BHP Petroleum Great Britain Ltd v Chesterfield Properties Ltd (2001)

Summary

Covenants by a landlord that were expressed to be "personal" to that landlord were not "landlord covenants" and could not, therefore, be released by notice served under s.8 Landlord and Tenant (Covenants) Act 1995. * Leave to appeal to the House of Lords refused.

Facts

Appeal by the first defendant ('Chesterfield') and cross-appeal by the claimant ('BHP') from the decision of Lightman J which held that: (i) covenants by Chesterfield that were expressed to be "personal" to it were not "landlord covenants" and so could not be released by notice served under s.8 Landlord and Tenant (Covenants) Act 1995; but (ii) no liability on the part of Chesterfield had at that point arisen under the terms of a works defects clause ('the defects clause'). By an agreement for lease between Chesterfield and BHP, Chesterfield agreed to carry out certain refurbishment works to premises that it would then let to BHP for a term of 20 years. The defects clause in the agreement provided that Chesterfield would remedy any building works defects occurring within the period prescribed by the agreement, such as "any physical damage to the demised premises manifesting itself during the defects period, or any defect that would result in physical damage to the demised premises manifesting itself during the defects period". Furthermore, it was provided that all obligations in the agreement on the part of Chesterfield were personal to it. The works were completed and the lease was duly executed. Chesterfield then transferred the reversion to an associated company and served the s.8 notice. BHP served no counternotice. In due course three of the toughened glass units cladding the outside of the premises fractured. BHP contended that the use of such units was a defect in the premises that Chesterfield was liable to make good under the defects clause by replacing all of the units, not merely those that had fractured. Chesterfield contended that: (a) it had been released from any liability under the defects clause by the s.8 notice; and (b) the use of the units was neither "physical damage" nor a "defect which will result in physical damage" in respect of the demised premises within the meaning of that clause.

Held

Personal covenants are not within the Landlord & Tenant (Covenants) Act 1995.The court also ruled on questions of construction of the lease and agreement for lease concerning the extent to which provision had been made for the original landlord to bear some liability in respect of defects in the property.

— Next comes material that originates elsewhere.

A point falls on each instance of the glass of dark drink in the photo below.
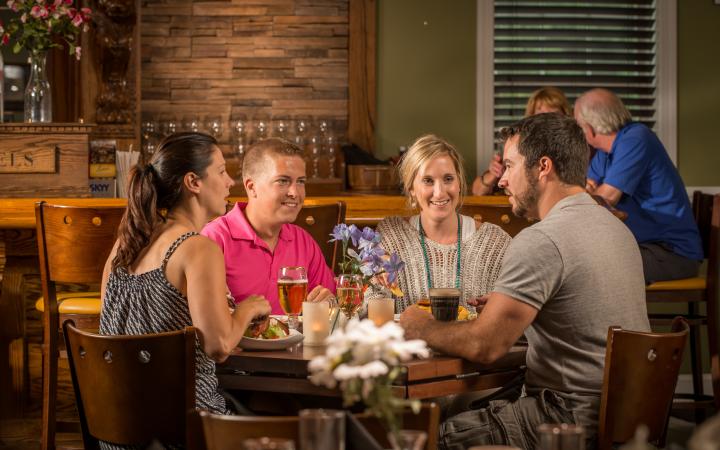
(444, 303)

(1) The answer to (i) supra lay in the definition of a landlord covenant in s.28 of the Act. The words "for the time being" indicated that for a covenant to be a landlord covenant it had to be one that fell to be complied with by the person who might from time to time be entitled to the reversion. By definition, a personal covenant could not qualify. It followed that the judge had correctly decided this issue in favour of BHP. (2) In the second limb of the defects clause the words "manifesting itself during the defects period" applied not to the "physical damage" but to the "defect". This being the case, the defects clause imposed liability on Chesterfield to replace all the glass units. (3) There was nothing in the Act to fetter the freedom of contracting parties to place a contractual limit on the transmissibility of the benefit or burden of obligations under a tenancy.

Appeal dismissed. Cross-appeal allowed.

* The House of Lords refused an application by Chesterfield Properties Ltd for leave to appeal in this case on 22 April 2002.